Part iii leaves me perplexed as I would first determine the gain of the system to determine the equivalent.

#### MrAl

Joined Jun 17, 2014
8,353
Your suspicion the source impedance affects the signal is correct. Essentially it forms a voltage divider with the first stage input impeadance.

It is that reduced signal that is amplified.

Another way to look at this is the source impeadance is in series with the amp input resistance, so the effective R1 is greater, hence the gain is lower.

That is two ways to analyze the circuit that should give the same resultant gain of the first stage.

For part II I have no idea what loop is being closed.

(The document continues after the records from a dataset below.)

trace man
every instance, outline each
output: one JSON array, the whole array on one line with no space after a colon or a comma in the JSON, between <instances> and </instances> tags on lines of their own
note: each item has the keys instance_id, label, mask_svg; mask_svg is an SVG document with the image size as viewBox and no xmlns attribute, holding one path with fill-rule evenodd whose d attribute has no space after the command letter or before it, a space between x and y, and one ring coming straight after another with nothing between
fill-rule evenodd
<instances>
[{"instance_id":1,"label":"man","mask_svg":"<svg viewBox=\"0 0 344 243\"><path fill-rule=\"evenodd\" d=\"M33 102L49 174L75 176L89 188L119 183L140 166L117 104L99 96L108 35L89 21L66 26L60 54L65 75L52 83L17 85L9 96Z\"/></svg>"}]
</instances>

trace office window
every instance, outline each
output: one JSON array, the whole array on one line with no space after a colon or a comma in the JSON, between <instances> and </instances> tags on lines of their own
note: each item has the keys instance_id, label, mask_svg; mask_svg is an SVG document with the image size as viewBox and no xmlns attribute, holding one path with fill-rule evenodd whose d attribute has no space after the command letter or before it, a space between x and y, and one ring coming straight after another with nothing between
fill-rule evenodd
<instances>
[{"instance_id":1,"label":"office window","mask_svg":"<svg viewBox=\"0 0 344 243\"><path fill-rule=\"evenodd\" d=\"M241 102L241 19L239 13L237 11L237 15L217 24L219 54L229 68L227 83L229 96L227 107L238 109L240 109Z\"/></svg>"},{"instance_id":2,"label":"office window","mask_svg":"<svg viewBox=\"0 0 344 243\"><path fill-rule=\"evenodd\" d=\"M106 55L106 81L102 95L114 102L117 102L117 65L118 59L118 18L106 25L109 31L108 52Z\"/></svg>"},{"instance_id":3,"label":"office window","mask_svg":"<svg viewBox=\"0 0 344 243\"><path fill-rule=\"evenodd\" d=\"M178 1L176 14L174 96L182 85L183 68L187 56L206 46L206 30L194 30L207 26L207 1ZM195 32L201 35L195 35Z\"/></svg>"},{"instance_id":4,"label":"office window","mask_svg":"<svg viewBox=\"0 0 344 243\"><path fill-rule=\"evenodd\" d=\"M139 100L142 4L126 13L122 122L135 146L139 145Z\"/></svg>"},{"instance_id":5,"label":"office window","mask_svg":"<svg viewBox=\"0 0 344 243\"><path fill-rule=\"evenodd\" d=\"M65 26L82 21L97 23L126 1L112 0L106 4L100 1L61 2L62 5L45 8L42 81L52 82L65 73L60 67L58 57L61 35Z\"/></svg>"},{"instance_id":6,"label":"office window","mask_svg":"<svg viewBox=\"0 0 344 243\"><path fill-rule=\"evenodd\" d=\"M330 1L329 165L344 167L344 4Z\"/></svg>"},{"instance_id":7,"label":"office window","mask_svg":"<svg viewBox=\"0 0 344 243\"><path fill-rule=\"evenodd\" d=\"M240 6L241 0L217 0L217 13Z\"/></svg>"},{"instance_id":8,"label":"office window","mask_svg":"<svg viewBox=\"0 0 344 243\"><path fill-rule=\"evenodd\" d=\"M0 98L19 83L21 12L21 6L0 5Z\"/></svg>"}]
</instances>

Part iii leaves me perplexed as I would first determine the gain of the system to determine the equivalent.
Hi,

The only thing that would make sense is if the output was connected to the input to form the loop. The output resistance would be connected to the input forming a closed loop. That would be a typical connection scheme too.

#### The Electrician

Joined Oct 9, 2007
2,846
Hi,

The only thing that would make sense is if the output was connected to the input to form the loop. The output resistance would be connected to the input forming a closed loop. That would be a typical connection scheme too.
As I read the problem, only the signal source has 50k output impedance; the opamps have zero output impedance.

#### MrAl

Joined Jun 17, 2014
8,353
As I read the problem, only the signal source has 50k output impedance; the opamps have zero output impedance.
Hello,

Yes i agree, it looks like the 50k is the output impedance of the signal source at the input. I was looking for a way to make this question make sense, which now i am thinking that it is just very poorly posed. For example, with zero output impedance (of the whole amp itself) when the loop is closed the output will short out the input, unless there is some theoretical license we dont really know about here, which we could only know from previous work in the course.

#### WBahn

Joined Mar 31, 2012
26,398
About the only way that I can see that it makes sense is for the reader to assume the topology of each amplifier (i.e., the classic inverting and non-inverting topologies) and then use the values for the gain and the feedback resistor to determine the value of the other resistor. That may make sense within the context of the material that has been covered thus far.